A geolocalização é a nova sensação do momento para os antenados em tecnologia. Ainda recente no mercado, a inovação recebe críticas por parte de quem acredita ser uma invasão de privacidade e elogios por quem defende que a tecnologia veio para facilitar o dia-a-dia das pessoas que precisam de informações rápidas e precisas. Entre esses muitos pontos de vista, o fato é que o “dispositivo” já começa a ser usado por grandes corporações para publicidade, vendas e informações.

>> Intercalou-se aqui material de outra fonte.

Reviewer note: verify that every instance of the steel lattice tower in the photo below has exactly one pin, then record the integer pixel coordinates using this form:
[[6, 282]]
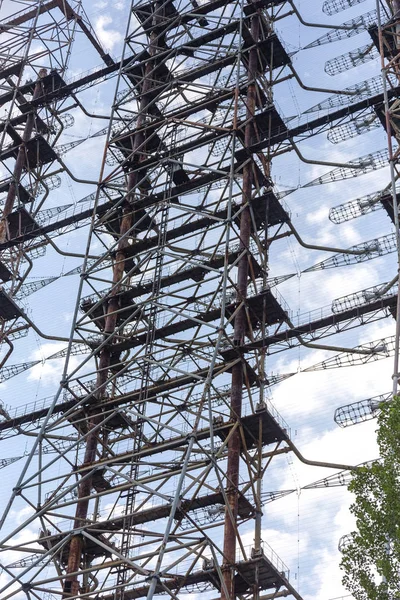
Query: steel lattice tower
[[145, 475]]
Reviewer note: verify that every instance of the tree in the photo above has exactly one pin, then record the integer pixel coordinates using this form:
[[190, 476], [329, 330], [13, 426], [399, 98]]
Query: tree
[[371, 559]]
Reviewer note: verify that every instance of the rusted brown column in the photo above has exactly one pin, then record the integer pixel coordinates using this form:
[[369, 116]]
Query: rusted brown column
[[20, 162], [234, 444], [71, 583]]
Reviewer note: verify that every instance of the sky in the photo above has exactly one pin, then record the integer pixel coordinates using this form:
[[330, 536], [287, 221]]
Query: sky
[[305, 526]]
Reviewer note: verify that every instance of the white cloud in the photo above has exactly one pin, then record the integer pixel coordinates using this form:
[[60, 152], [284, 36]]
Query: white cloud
[[108, 37]]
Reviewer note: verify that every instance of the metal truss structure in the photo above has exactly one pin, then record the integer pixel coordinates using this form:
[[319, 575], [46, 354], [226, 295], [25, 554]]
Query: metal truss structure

O recurso da geolocalização já pode ser usado via computador, celular e redes sociais. Em alguns navegadores, já existe a função que grava a localidade do usuário, e assim refina as buscas por estabelecimentos e serviços. Permitindo, entretanto, que os usuários desativem essa opção. No que diz respeito aos celulares, apenas alguns modelos já tem disponível esse aplicativo que permite que o dono do celular cadastrado seja localizado. Mesmo quando o celular estiver desligado, o dono pode acompanhar seus amigos por aplicativos oferecidos no Orkut.

As redes sociais também participam e integram as empresas que já disponibilizam aplicativos de geolocalização. No início de agosto o Facebook comprou uma empresa que desenvolvia esse tipo de projeto e criou o Facebook Places, o Twitter comprou a MixerLabs, que criou o GeoAPl, aplicativo responsável por informar a localização de quem está na rede e agregou o serviço a seu portfólio.

Sendo ou não uma invasão de privacidade, o fato é que o processo de localização geográfica, que divide as pessoas por regiões, trabalhará em conjunto com a globalização proporcionada pela Internet e suas ferramentas de quebra de barreiras físicas.